Secara formal-substansial, forum Bahtsul Masa’il telah diselenggarakan sejak Muktamar I NU di Surabaya 13 rabi’ul Awal 1345 H atau 21 Oktober 1926 M. Dengan terakomodasikannya seluruh kekuatan ulama tradisional pesantren dalam wadah jam’iyyah NU, maka aksi fatwa yang dilakukan dirubah menjadi fatwa kolektif. Secara substansial fatwa individu sebelum berdirinya NU dengan fatwa kolektif pasca berdirinya NU tidak terdapat distingsi, perbedaannya hanya pada prosedur pelaksanaannya. Fatwa kolektif harus didiskusikan bersama antara beberapa pakar, dan kesepakatan hukum (ittifaq al-hukum) dari fatwa kolektif adalah representasi kelompok, sedang fatwa individual adalah hasil karya seorang mufti.
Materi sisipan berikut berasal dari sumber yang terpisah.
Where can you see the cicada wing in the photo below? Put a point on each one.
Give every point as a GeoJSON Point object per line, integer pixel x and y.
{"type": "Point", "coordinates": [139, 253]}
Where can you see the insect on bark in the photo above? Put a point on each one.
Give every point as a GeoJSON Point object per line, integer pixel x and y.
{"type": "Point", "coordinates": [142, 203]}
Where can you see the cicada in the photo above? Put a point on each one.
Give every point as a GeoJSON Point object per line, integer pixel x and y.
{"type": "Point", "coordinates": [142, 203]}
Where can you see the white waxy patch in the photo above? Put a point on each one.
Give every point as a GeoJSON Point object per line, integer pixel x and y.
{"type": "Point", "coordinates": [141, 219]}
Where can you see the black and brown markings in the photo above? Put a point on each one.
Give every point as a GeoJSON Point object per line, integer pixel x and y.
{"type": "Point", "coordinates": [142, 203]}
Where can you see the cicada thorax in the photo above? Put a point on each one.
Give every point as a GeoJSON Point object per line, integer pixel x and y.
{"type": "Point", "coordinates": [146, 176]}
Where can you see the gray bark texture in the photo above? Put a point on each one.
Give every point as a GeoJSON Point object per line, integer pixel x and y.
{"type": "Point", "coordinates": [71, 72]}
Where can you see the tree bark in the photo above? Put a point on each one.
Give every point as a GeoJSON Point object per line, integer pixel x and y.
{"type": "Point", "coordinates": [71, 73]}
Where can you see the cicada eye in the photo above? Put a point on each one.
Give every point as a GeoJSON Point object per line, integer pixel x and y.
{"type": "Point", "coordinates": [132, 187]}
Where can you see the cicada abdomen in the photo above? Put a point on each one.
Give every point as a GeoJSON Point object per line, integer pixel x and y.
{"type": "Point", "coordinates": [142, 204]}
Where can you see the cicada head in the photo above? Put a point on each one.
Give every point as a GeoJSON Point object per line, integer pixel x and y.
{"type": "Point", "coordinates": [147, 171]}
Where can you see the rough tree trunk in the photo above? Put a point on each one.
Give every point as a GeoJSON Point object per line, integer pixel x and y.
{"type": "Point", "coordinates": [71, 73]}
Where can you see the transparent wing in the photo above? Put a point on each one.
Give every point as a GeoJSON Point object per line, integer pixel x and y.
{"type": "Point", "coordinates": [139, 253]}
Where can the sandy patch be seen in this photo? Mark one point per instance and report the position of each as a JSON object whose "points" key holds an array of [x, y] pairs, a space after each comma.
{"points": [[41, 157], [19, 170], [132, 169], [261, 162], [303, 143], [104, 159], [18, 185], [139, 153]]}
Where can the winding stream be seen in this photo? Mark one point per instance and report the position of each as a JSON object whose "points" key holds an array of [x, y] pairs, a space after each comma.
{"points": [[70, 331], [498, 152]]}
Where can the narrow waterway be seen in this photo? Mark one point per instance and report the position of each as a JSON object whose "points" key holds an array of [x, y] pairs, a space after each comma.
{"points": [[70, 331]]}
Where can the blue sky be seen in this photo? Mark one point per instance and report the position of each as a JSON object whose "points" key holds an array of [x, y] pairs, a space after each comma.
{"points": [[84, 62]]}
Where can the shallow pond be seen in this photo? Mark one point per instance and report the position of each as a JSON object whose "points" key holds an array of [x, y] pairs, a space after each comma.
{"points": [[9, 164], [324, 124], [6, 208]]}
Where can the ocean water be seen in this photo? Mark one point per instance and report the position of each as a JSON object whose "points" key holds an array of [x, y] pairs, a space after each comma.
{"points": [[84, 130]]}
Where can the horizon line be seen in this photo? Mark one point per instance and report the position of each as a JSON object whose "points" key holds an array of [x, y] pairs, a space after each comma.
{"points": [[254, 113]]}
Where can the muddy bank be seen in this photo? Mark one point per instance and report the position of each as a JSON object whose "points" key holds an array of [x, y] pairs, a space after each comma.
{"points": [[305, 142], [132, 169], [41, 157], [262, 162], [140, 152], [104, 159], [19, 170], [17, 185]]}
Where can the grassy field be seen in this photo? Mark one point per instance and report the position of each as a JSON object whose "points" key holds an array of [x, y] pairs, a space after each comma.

Dalam pelaksanaannya forum Bahtsul Masa’il ini dikoordinasi oleh lembaga syuriah (legislatif), sebagaimana pada zaman KH. Hasyim Asy’ari, syuriah sebagai pemegang otoritas penafsiran hukum, konsentrasi penuh pada kegiatan Bahtsul Masa’il, namun karena adanya dinamika yang terjadi dalam NU, pada masa kepemimpinan KH. Wahab Hasbullah, NU lebih cenderung pada political oriented (orientasi politik). Masa tersebut berimbas langsung pada forum Bahtsul Masa’il. Para ulama baik di jajaran Tanfiziyah maupun Syuriah disibukkan dengan persoalan politik praktis, sementara tuntutan hukum semakin lama semakin berkembang.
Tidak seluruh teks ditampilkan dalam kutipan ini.